Despite challenging rookie seasons, WolfPack volleyball players feel year off will serve their development well

Nov 19, 2020 | 6:30 PM

KAMLOOPS — The WolfPack are having a fun day, not your traditional volleyball but what they call smash ball, allowing for one bounce on the floor.

With no season, and no games on the horizon, interim head coach Casey Knight wants to keep practices somewhat light to keep the players motivated.

“The toughest part about this season is not necessarily the competition, it’s the fact there is none, and it’s just that mental grind,” said Knight, who’s taken over for Pat Hennelly who is on leave this season. “Part of volleyball is that injuries happen and so we’re going to get guys who roll their ankles under the net, but when you have nothing to specifically train for, you have no ‘okay, we’re going to Kelowna, we’re going to compete in the Okanagan, and there’s an outcome to this game,’ that becomes very difficult.”

For first-year players on the WolfPack, the first two months at TRU has been different than your usual university freshman season. Without games, it’s more challenging to gauge your progress.

“It would show where our level’s at,” said first-year player Reilly Podovelnickoff. “It would show where I’m at. It would definitely help us a lot.”

Knight added, “Not only has it been difficult in the sense the whole team has nothing to really work for, but how do you know if you’re working towards a spot on a starting position if you don’t have a set starting line-up because you don’t have those competitions.”

Coach Knight also knows how COVID and isolating from people outside the team mean for the rookies.

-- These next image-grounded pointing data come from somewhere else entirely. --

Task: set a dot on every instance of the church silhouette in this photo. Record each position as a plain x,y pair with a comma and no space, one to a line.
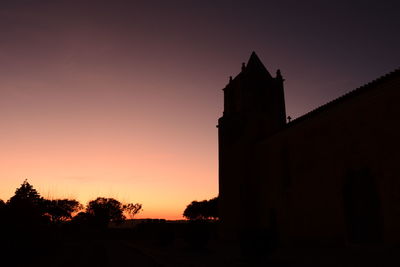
330,177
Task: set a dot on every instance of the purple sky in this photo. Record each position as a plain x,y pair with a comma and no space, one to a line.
121,98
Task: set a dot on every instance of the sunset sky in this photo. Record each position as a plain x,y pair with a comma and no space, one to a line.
121,98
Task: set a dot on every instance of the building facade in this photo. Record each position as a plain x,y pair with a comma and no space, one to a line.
330,176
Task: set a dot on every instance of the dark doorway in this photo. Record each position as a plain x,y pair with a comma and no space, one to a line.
362,207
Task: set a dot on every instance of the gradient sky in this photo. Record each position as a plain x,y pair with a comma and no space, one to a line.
121,98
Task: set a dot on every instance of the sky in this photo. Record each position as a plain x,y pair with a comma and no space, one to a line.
121,98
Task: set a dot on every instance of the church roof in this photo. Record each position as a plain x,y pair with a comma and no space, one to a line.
255,65
354,93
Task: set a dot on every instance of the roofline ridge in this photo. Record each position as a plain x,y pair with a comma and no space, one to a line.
359,89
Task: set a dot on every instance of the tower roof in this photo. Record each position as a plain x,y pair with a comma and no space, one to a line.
255,65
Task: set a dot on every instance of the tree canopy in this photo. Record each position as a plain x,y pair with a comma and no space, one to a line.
105,210
202,210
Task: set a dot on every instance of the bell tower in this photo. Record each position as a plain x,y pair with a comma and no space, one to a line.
254,108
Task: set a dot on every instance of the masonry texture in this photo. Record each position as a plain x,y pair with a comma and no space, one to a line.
329,177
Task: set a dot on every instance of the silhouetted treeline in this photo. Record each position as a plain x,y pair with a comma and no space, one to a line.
202,210
28,209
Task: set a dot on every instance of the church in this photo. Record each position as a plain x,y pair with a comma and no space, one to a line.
329,177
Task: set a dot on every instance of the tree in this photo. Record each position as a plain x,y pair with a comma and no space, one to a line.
132,209
61,209
202,210
25,194
102,211
26,206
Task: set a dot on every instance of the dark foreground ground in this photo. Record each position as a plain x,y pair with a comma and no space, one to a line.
168,245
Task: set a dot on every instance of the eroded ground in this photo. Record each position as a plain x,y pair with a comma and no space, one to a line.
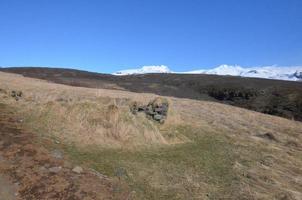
30,171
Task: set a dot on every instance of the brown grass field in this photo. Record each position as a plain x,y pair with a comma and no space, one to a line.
205,150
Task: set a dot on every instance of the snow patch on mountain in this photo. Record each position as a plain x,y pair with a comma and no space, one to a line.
145,70
268,72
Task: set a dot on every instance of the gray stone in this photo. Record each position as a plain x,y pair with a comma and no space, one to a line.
55,169
157,117
77,169
57,154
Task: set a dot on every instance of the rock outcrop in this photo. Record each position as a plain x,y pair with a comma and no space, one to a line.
156,109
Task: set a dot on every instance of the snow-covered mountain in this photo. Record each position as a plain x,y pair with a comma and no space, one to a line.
145,70
269,72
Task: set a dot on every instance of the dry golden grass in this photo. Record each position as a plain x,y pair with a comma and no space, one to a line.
266,168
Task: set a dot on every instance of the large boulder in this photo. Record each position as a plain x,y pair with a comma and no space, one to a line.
156,109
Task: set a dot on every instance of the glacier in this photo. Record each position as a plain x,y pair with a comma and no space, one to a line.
291,73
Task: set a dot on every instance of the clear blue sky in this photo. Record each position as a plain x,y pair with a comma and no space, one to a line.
107,36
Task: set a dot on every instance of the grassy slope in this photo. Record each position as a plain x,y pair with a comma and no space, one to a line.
281,98
217,155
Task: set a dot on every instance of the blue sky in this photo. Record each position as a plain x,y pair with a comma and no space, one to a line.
111,35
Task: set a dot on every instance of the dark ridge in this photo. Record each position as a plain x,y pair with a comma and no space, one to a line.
274,97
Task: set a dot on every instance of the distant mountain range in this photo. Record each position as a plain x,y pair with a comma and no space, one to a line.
269,72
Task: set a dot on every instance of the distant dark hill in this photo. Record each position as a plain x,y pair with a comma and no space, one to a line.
281,98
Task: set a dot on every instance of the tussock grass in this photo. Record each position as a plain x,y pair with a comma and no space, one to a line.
205,150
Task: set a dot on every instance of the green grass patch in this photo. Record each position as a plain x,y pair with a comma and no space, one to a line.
183,171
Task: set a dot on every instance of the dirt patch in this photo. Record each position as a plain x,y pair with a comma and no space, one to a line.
39,175
7,189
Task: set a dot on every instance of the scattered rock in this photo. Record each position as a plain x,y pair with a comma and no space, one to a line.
55,169
16,94
268,136
156,109
57,154
77,169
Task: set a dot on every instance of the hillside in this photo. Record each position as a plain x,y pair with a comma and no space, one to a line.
281,98
204,149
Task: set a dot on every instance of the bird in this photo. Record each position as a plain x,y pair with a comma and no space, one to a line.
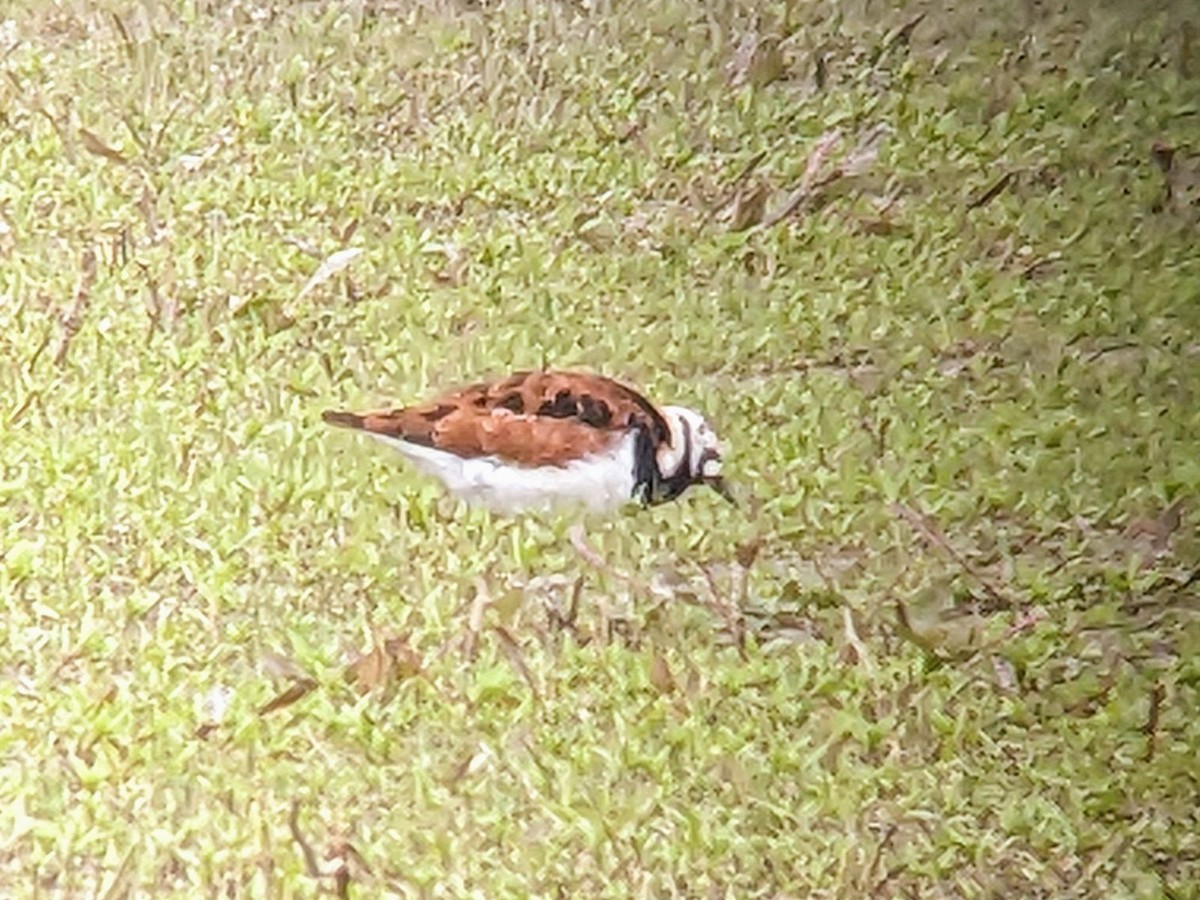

“For the first year of your university life, a lot of it is the social life,” said Knight, a player with the TRU WolfPack from 2011-2015. “When you arrive at university, you’re outside of your comfort zone, you’ve left your family. You’ve left your friend group, so you need to be out there making friends. Now again with COVID, they can’t go out. They can’t make those new friends and they can’t enjoy what university life really is.”

Back on the floor, there is one positive for the first-year players who have one more year to get used to this new level of play.

“It definitely helps me a lot because I get to practice a lot more and understand different practices and play against guys my own height or that are much faster than I am,” noted Podovelnickoff.

Fellow WolfPack rookie Matthew Hamilton from Lethbridge added, “Definitely having a stress-free year as far as games go. All we do is work on practices and train, and it’s just a good time to just focus up on what you’re trying to accomplish this year — and that’s just the little tools.